Massachusetts lawmakers considered a state bill on Tuesday that would punish people for calling others a “bitch.”
State Rep. Daniel Hunt, a Democrat representing the Dorchester neighborhood of Boston, introduced the bill in May on behalf of a constituent, something only the Bay State allows. The full text of the bill reads as follows:
A person who uses the word “bitch” directed at another person to accost, annoy, degrade or demean the other person shall be considered to be a disorderly person in violation of this section, and shall be subject to the penalties provided in subsections (a) and (b). A violation of this subsection may be reported by the person to whom the offensive language was directed at or by any witness to such incident.
The subsections mentioned in the bill include possible punishments for the offense. Should the bill become a law, anyone in Massachusetts who calls someone else a “bitch” in anger could be subject to a fine of up to $200 or up to six months in jail.
Hunt told The Boston Globe that he filed the bill on behalf of a constituent, but forgot to check the box indicating that was the case, leading some to believe that it was he who wanted to criminalize the word.
“[The constituent] e-mailed me, and it was right around filing deadline,” Hunt told the Globe. “We’ll file it to get it in the process.”
Hunt also said he was roundly mocked for the bill by the State’s Republican Party in tweets and by people from across the country.
“I got at least 50 phone calls today calling me a ‘bitch’ or the ‘C’ word, and I’ve also gotten probably 50 e-mails,” he told the outlet.
The Globe asked if the emails and phone calls bothered Hunt, and he said it was “their right to express themselves to an elected official.”
The bill, however, would remove the right to express oneself to other citizens.

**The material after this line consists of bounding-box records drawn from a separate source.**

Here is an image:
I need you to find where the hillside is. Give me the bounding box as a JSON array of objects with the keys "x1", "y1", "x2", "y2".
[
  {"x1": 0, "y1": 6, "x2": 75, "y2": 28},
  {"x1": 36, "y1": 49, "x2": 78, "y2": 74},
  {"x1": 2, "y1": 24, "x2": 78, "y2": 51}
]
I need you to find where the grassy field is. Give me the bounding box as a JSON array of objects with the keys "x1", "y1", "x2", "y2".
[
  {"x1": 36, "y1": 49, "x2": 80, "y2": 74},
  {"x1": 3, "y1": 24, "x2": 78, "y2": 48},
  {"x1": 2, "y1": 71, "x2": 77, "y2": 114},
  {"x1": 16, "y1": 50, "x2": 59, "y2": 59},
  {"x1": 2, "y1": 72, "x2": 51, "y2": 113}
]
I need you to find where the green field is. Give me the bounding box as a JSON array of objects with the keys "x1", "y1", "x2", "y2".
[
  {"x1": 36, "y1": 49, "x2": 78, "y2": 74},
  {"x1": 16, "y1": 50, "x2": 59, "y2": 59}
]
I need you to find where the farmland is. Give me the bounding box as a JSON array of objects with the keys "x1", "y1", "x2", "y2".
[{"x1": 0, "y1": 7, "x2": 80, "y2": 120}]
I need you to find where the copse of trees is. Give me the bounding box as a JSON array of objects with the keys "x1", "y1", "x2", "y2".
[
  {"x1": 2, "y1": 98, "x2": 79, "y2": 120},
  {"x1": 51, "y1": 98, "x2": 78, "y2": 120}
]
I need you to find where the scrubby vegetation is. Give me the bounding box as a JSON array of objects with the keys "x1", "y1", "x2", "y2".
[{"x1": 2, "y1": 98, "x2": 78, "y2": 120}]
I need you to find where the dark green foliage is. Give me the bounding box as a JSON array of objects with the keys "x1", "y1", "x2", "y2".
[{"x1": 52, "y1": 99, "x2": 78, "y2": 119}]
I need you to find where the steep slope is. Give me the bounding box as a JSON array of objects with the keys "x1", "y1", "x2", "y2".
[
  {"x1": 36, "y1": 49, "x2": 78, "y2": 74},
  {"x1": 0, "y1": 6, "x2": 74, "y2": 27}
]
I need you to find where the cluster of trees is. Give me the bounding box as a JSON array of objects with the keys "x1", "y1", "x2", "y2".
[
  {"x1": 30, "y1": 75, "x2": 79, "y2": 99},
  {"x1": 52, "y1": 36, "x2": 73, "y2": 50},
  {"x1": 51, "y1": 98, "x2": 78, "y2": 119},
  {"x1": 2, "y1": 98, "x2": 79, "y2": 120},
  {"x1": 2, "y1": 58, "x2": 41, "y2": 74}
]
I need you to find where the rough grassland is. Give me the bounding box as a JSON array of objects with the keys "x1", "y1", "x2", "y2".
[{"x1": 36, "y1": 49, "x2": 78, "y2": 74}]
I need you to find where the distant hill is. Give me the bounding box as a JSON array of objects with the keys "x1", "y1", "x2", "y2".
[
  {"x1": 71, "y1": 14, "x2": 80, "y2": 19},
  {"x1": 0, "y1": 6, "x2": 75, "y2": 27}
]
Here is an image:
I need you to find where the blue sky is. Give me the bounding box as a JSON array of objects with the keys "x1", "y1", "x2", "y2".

The bill, according to the Globe, was one of nearly 70 relating to criminal justice that was discussed by the Joint Judiciary Committee during a hearing. Other bills included changes in law regarding victims’ rights, juvenile offenders, and witness testimony. Hunt’s bill appears to be the only one suggesting an entirely new criminal act.
The bill is also “clearly unconstitutional,” according to Boston College law professor Kent Greenfield. He told the Globe that the “Supreme Court has repeatedly ruled in a bunch of cases that very offensive, very hurtful speech is nevertheless protected.”
Because the word “bitch,” has certain gender connotations, the bill also appears discriminatory, as cruel words usually reserved for men were not included. Of course, that would mean opening the door to criminalizing so many additional forms of speech, which is obviously wrong.
Arline Isaacson, co-chairwoman of the Massachusetts Gay and Lesbian Political Caucus, told The Boston Herald that she opposed the bill.
“While I detest the use of the B-word and the N-word and the word fag, etc., I love the Constitution more and question the constitutionality of bills like this,” she said. “The concern is specifically about the right to free speech, including speech that I hate.”